Zeta (ζ) Potential Measurements
Zeta potentials of the synthesized polyP70-GNPs and PEG-GNPs were measured by using a Zetasizer Nano ZS instrument (Malvern Instruments, Worcestershire, U.K ) in DI water at 20 °C.
Clotting Assays
Contact pathway activity of polyP70-GNPs was determined by coagulometric assay.6 Clotting times of citrated human pooled normal plasma (PNP) (George King Biomedical, Overland Park, KS) were quantified at 37°C using a Start 4 coagulometer (Diagnostica Stago, France). Prewarmed polyP or polyP70-GNPs in imidazole buffer was incubated in coagulometer cuvettes with prewarmed plasma for 3 minutes, after which clotting was initiated by addition of phospholipid and CaCl2. Tests of the contact pathway of blood clotting were conducted using final concentrations of GNPs as indicated, 33% plasma, 25 μM phospholipid, 1.67 mM imidazole pH 7.0, and 8.33 mM CaCl2.
A405 Turbidity Measurements
Turbidity measurements of the same GNPs used above in the coagulometric assays were performed in clear, medium-binding 96-well microplates. A405 was typically measured every min for 40–60 min at room temperature (20 °C). Each well contained 50 μl of citrated human pooled normal plasma (George King Biomedical, Overland Park, KS) pre-warmed to 37°C containing 75 μM phospholipid; 50 μl of GNPs or polyP70 (BKGP70) in solution in 5 mM imidazole, pH 7.2; and 50 μl of 25 mM CaCl2. GNPs and polyP70 were pre-incubated in the citrated plasma on the microplate at 37°C for 3 min before recalcification to ensure FXII activation.
Supplementary Material
Acknowledgments
We would like to thank Prof. Seungpyo Hong (Biopharmaceutical Sciences, UIC) for providing the Malvern Zetasizer for zeta potential measurements and Dr. Tad Daniel (RRC, UIC) for assisting with TEM imaging.
Funding
The study was sponsored by the US Army Medical Research and Material Command (WQ81XWH-11-2-0021). The U.S. Army Medical Research Acquisition Activity, 820 Chandler Street, Fort Detrick MD 21702-5014 is the awarding and administering acquisition office. The contents of this article do not necessarily reflect the position or the policy of the government, and no official endorsement should be inferred.
Footnotes
Supporting Information Available: Centrifugation Optimization. Supporting Figures: Control centrifugation experiments for 10nm GNPs, Control absorbance experiments, Clotting of 50nm polyP70-GNPs as a function of surface coverage. This material is available free of charge via the Internet at http://pubs.acs.org.

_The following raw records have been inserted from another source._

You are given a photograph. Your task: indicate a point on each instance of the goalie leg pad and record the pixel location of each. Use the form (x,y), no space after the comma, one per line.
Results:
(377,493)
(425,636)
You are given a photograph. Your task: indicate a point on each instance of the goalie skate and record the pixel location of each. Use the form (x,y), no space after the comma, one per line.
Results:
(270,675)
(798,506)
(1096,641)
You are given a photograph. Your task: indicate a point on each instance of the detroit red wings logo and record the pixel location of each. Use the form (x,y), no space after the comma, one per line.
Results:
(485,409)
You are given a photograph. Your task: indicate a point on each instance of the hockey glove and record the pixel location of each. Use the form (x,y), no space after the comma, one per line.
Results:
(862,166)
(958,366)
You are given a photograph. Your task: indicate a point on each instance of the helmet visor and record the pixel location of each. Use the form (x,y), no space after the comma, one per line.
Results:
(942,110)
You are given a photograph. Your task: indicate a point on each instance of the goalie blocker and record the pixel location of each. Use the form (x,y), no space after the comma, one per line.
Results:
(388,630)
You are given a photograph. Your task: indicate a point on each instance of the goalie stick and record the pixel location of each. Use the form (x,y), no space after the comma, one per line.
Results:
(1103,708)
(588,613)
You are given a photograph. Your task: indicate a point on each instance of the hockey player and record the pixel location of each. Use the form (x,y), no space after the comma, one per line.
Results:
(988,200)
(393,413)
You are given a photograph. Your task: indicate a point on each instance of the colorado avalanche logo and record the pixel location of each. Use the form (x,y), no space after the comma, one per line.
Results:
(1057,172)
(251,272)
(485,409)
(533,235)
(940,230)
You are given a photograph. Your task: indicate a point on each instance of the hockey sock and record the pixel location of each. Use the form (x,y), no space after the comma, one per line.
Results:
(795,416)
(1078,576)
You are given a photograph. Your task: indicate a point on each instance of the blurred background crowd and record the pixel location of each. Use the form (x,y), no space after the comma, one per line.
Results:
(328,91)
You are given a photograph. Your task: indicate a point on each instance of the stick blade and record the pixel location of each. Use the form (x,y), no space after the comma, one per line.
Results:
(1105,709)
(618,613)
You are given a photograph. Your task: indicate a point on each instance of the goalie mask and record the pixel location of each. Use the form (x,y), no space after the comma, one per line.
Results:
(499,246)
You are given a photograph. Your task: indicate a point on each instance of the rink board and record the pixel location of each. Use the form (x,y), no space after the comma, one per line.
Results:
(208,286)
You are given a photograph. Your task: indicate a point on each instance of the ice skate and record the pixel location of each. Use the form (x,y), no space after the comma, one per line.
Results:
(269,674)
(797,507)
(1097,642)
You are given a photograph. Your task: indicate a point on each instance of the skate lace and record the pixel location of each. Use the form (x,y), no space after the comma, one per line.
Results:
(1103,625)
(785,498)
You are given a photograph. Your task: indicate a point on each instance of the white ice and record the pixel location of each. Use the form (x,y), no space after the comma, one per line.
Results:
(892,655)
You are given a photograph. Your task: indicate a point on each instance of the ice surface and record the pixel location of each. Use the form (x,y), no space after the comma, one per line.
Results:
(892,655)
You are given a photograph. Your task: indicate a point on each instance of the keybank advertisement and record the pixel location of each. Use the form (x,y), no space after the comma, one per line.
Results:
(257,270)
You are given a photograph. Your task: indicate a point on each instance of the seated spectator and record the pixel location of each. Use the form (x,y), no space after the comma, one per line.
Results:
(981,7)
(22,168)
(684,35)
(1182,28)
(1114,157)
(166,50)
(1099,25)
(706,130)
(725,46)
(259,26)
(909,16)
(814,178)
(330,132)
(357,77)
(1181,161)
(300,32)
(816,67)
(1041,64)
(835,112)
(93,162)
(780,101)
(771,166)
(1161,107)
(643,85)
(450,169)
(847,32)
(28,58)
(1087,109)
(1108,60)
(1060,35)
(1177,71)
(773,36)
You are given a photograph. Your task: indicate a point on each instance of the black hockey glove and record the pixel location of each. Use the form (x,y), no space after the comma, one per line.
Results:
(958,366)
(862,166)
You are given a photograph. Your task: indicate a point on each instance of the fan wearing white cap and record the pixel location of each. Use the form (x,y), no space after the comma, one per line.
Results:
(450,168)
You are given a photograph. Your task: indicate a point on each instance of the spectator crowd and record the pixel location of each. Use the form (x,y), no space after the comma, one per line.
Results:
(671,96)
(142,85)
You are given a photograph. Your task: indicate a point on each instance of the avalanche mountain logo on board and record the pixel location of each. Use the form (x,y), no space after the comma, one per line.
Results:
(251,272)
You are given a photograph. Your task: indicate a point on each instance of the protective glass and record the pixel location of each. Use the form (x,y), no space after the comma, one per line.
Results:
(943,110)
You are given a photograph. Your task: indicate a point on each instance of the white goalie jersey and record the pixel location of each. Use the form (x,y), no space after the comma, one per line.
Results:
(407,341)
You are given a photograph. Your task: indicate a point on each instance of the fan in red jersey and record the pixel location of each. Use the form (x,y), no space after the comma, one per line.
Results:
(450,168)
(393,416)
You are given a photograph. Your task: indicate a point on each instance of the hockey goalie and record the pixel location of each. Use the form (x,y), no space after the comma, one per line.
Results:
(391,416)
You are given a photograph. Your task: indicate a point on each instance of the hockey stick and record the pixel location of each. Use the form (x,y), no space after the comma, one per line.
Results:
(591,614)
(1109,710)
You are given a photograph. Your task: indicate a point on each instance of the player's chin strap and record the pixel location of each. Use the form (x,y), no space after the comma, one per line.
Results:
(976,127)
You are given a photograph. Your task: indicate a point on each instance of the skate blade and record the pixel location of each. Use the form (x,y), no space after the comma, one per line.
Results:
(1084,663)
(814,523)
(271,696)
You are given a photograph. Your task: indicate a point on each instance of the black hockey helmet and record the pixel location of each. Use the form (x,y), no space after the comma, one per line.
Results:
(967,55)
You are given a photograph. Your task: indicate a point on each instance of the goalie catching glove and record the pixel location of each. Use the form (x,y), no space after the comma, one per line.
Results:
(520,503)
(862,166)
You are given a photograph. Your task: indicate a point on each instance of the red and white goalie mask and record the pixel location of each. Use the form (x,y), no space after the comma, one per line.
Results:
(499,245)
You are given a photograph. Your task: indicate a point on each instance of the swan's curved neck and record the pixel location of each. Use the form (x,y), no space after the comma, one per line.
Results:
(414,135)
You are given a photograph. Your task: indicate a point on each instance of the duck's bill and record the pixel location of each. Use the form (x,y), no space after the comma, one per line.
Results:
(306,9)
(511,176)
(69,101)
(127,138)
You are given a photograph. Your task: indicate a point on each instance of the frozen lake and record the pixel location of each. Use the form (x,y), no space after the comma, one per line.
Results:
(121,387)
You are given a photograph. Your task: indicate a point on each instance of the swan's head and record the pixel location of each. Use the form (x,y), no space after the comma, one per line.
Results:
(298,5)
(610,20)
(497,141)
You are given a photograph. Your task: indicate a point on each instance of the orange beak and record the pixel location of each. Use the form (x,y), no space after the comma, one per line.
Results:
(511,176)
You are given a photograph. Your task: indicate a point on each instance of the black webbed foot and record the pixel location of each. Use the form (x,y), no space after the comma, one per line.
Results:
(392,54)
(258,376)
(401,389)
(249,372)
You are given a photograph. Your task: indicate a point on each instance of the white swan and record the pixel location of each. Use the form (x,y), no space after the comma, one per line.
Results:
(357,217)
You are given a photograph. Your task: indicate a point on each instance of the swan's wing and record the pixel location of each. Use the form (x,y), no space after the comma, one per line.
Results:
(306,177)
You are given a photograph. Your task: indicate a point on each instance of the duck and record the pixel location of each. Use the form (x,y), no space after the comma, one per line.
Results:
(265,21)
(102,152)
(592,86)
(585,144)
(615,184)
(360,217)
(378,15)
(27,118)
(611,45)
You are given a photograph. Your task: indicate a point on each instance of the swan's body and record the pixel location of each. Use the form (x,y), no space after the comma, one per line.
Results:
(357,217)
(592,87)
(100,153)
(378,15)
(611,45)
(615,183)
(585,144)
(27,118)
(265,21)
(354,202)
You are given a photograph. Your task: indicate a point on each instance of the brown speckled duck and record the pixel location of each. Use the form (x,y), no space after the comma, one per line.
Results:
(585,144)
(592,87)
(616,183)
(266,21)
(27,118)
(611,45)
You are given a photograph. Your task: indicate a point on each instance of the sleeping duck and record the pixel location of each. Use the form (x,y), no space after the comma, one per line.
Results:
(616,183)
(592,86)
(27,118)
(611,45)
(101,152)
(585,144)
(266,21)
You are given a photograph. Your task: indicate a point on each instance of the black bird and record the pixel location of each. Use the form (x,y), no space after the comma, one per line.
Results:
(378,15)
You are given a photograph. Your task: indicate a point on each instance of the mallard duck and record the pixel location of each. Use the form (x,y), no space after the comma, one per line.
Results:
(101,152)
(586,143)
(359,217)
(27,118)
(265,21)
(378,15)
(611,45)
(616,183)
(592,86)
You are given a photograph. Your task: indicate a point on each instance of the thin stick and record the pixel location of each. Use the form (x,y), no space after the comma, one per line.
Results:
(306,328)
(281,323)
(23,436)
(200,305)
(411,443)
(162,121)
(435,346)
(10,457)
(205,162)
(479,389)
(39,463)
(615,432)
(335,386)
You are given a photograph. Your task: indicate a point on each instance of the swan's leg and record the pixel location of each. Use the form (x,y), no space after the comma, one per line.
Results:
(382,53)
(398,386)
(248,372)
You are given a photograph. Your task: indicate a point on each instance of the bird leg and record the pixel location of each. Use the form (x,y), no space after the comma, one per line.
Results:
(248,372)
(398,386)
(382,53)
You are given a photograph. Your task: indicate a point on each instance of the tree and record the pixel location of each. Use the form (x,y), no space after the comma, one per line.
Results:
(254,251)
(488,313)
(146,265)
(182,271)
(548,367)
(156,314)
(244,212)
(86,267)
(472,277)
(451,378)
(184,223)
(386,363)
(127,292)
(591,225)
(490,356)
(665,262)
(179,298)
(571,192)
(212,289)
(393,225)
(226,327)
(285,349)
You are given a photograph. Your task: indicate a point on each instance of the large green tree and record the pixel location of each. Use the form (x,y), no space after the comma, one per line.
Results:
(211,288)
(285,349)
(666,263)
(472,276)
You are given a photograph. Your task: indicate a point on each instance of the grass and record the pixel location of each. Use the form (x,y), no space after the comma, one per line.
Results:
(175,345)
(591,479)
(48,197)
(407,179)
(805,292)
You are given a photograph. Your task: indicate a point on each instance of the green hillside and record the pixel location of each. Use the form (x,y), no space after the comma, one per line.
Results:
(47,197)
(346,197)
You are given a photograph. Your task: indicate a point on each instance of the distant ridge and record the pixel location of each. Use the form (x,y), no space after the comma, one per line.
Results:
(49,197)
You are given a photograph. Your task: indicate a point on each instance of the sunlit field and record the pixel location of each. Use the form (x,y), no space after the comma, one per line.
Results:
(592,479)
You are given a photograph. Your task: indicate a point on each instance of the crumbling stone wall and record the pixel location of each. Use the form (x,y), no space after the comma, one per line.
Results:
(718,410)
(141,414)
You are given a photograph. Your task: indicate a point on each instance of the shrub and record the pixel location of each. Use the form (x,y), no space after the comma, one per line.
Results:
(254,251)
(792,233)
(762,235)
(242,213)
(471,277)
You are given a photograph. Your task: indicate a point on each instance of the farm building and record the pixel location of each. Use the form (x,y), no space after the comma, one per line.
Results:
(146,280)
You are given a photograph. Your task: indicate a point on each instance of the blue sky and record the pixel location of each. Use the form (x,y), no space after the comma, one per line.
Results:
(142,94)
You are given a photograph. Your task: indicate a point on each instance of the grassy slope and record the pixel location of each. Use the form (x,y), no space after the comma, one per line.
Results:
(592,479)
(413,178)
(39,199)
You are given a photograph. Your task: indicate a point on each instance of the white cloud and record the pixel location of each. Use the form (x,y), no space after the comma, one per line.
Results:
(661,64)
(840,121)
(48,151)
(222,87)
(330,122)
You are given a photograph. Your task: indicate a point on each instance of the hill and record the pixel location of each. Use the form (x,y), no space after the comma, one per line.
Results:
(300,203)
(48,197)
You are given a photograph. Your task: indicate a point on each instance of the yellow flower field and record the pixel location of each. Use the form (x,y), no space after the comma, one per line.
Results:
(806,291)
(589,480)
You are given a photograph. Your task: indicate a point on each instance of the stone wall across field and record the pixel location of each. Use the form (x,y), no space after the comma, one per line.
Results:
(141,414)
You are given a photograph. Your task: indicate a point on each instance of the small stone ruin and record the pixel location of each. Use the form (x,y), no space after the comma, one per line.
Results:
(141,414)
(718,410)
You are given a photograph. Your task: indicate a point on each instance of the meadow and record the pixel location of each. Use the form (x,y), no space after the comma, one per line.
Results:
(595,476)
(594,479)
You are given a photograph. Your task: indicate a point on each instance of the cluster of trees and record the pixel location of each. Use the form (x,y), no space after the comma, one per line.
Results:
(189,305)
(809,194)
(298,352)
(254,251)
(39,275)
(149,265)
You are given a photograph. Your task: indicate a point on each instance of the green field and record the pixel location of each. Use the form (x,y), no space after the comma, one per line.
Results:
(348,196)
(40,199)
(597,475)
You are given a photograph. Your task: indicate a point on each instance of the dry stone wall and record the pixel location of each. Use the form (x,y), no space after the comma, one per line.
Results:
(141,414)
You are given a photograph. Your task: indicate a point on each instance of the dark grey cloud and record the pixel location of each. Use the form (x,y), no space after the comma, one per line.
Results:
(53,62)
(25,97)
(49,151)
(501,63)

Conflict of Interest Disclosure
J.H.M. and S.A.S. are co-inventors on patents and pending patent applications related to therapeutic usage of polyP. Y.L. and A.J.D. are co-inventors on a pending patent application associated with the pharmacologic application of polyP nanoparticles. The remaining authors declare no competing financial interests.